7/10
Life is a "beach", tissues required!
22 December 2004
Why do film makers insist in presenting their stories in such unrealistic ways? The subject of this movie, by Catalan director Isabel Coixet, and based on a story by Nanci Kincaid, is about a romantic side of dying. Ms. Coixet needs a dose of reality, or maybe she needs to visit a hospital to see what really goes on.

If you haven't seen the film, please stop reading here.

The idea of dying young, and beautiful, when suffering a terminal disease, has been done before. "Love Story" comes to mind, with a beautiful Ali McGraw never changing one iota, so the adoring public can have a good cry, but not be grossed out by watching the heroine going through hell. Alas, nothing like that happens in life.

The film is not unpleasant to watch, thanks to the luminous Sarah Polley, who is at the center of the story. Ann seems to be down to earth. Her relationship with her own mother is strained, at best. Her father is in jail for reasons that are not revealed. Her marriage to the boy next-door type, seems to be fine, but obviously it is not.

When informed of her short time to live, Ann, goes numb, but she decides to do things differently. She suddenly takes a good look at herself. She goes shopping, inviting friends for dinner, getting into an affair with a dreamy hunk and dictating her memoirs so that her daughters will have an idea why she did things her own way.

The problem with the script is that it is false. Not having read the book, one can't make any comparison, but probably the screen play was modified for the film box office appeal, or because Pedro Almodovar, whose company is backing the movie, told Ms. Coixet to lighten it. There are inconsistencies with the way the story plays.

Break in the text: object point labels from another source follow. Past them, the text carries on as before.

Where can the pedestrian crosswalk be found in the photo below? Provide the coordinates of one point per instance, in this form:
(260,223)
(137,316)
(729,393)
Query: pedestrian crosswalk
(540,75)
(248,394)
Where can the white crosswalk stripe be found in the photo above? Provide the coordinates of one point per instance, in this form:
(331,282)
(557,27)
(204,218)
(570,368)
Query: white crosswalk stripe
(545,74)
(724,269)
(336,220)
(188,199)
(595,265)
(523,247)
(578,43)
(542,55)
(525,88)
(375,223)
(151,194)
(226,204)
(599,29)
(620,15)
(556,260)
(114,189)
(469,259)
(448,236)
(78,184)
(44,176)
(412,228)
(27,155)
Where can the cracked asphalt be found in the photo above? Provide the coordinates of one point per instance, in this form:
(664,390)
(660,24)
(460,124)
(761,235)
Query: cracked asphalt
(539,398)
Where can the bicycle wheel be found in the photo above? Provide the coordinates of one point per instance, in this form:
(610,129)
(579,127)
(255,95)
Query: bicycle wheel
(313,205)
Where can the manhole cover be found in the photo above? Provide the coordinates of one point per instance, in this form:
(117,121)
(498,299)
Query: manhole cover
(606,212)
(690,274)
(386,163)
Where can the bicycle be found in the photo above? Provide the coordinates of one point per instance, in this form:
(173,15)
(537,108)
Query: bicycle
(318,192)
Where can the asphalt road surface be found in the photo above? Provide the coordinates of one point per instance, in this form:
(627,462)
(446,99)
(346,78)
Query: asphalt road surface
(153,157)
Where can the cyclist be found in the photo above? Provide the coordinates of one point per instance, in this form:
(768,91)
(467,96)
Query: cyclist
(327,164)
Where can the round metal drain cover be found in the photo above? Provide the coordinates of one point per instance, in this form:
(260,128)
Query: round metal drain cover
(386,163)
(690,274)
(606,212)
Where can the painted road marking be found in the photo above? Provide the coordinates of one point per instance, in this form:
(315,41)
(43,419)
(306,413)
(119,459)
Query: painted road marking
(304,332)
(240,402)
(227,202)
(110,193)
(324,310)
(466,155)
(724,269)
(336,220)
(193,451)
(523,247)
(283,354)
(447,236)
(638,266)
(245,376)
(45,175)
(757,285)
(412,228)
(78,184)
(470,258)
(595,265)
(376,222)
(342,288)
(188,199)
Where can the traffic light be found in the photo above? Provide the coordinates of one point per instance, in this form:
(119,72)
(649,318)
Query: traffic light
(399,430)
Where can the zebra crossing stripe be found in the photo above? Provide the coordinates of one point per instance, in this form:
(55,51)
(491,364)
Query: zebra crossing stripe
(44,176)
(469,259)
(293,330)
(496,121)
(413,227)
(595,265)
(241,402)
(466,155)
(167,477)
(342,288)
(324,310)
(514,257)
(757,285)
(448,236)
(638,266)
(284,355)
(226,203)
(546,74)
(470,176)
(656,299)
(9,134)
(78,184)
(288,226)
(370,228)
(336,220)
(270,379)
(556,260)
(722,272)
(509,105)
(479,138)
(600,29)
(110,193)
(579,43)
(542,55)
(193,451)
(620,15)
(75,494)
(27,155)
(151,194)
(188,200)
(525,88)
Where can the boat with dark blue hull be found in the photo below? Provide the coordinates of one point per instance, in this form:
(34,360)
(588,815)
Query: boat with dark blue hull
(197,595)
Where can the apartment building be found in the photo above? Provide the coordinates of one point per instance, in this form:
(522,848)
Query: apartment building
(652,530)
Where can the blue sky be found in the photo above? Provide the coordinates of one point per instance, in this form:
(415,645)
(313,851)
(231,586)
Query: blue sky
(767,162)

Going back to Almodovar, we have Leonor Watling, and Pedro's latest favorite muse, as the next door neighbor. In a sequence that is designed to have to make the public cry, this other Ann, proceeds to tell her neighbor about her experience with Siamese twins in the hospital where she is a nurse. One was a boy and the other one was a girl and she watched the infants die! Well, hello, Ms. Coixet and Ms. Kincaid, since when Siamese twins have different sexes? That's a first one for the medical books.

While the film is not overtly weepy, it is not dealing with a full deck. Watch it at your own risk.